Recommended rollout checklist (concise)
- Inventory endpoints for legacy modem driver dependencies.
- Build a pilot ring representing GPU vendors, firmware vendors, and NPU‑equipped devices.
- Pre‑stage vendor GPU drivers and firmware updates where available.
- Verify EFI/System partition sizing and run servicing health checks on images.
- Apply update to pilot ring; monitor Windows Update logs, Event Viewer, and DPC/driver telemetry.
- If install errors occur, run DISM /RestoreHealth and SFC, reinstall the SSU, and retry; escalate to in‑place repair if corruption persists.
- Coordinate communications with users and support teams; prepare rollback and helpdesk scripts for common symptoms (display hangs, update failures).
The bottom line: pragmatic caution, prioritized security
KB5074109 delivers a necessary security rollup while also introducing operational changes that deserve attention. The update fixes tangible quality issues — notably the NPU power drain — and it takes a proactive approach toward the looming Secure Boot certificate expirations.
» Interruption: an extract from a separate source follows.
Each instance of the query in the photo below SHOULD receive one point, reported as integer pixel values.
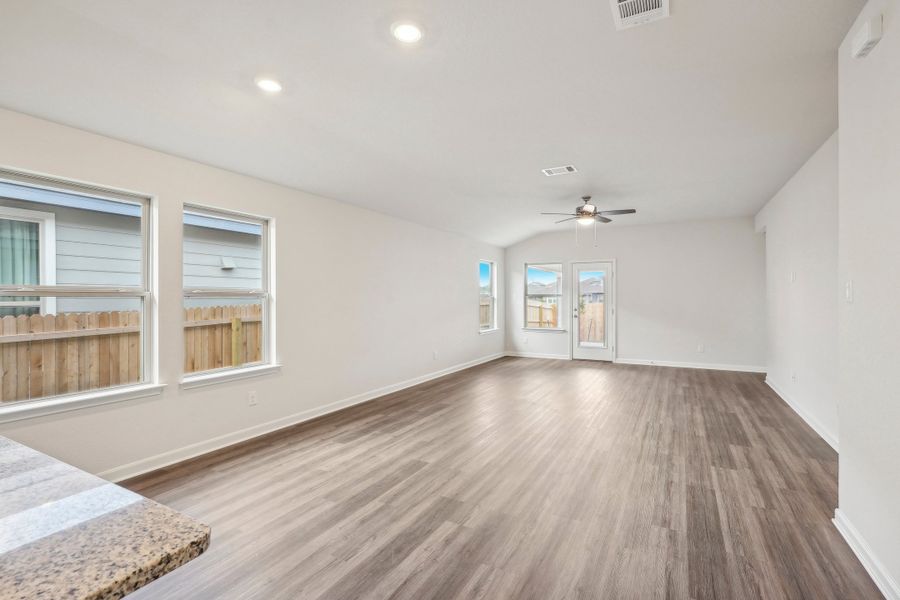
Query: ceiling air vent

At the same time, the permanent removal of legacy modem drivers and early community reports of installation and display anomalies demand a measured rollout.For home users who do not rely on old modem hardware and who keep drivers reasonably current, the path is straightforward: update, monitor, and keep vendor drivers current. For administrators and environments with diverse device fleets, the prudent course is to pilot the update, verify firmware and driver compatibility (especially for GPUs and any NPU‑accelerated platforms), and prepare standard servicing recovery procedures.
KB5074109 is a reminder that modern Windows servicing blends security urgency with operational complexity: install and prioritize the security fixes, but test first and deploy deliberately to avoid avoidable downtime.
Conclusion
January’s Windows 11 update (KB5074109) is both consequential and actionable: it patches a broad set of vulnerabilities while introducing compatibility‑level changes that affect some classes of hardware and deployment models. The update resolves practical problems — such as NPU power behavior and WSL mirrored networking — but the combination of SSU packaging, Secure Boot certificate rollout, and driver removals raises the importance of staged deployment. Prioritize security, pilot widely, and ensure vendor drivers and firmware are current before you push the update across critical systems.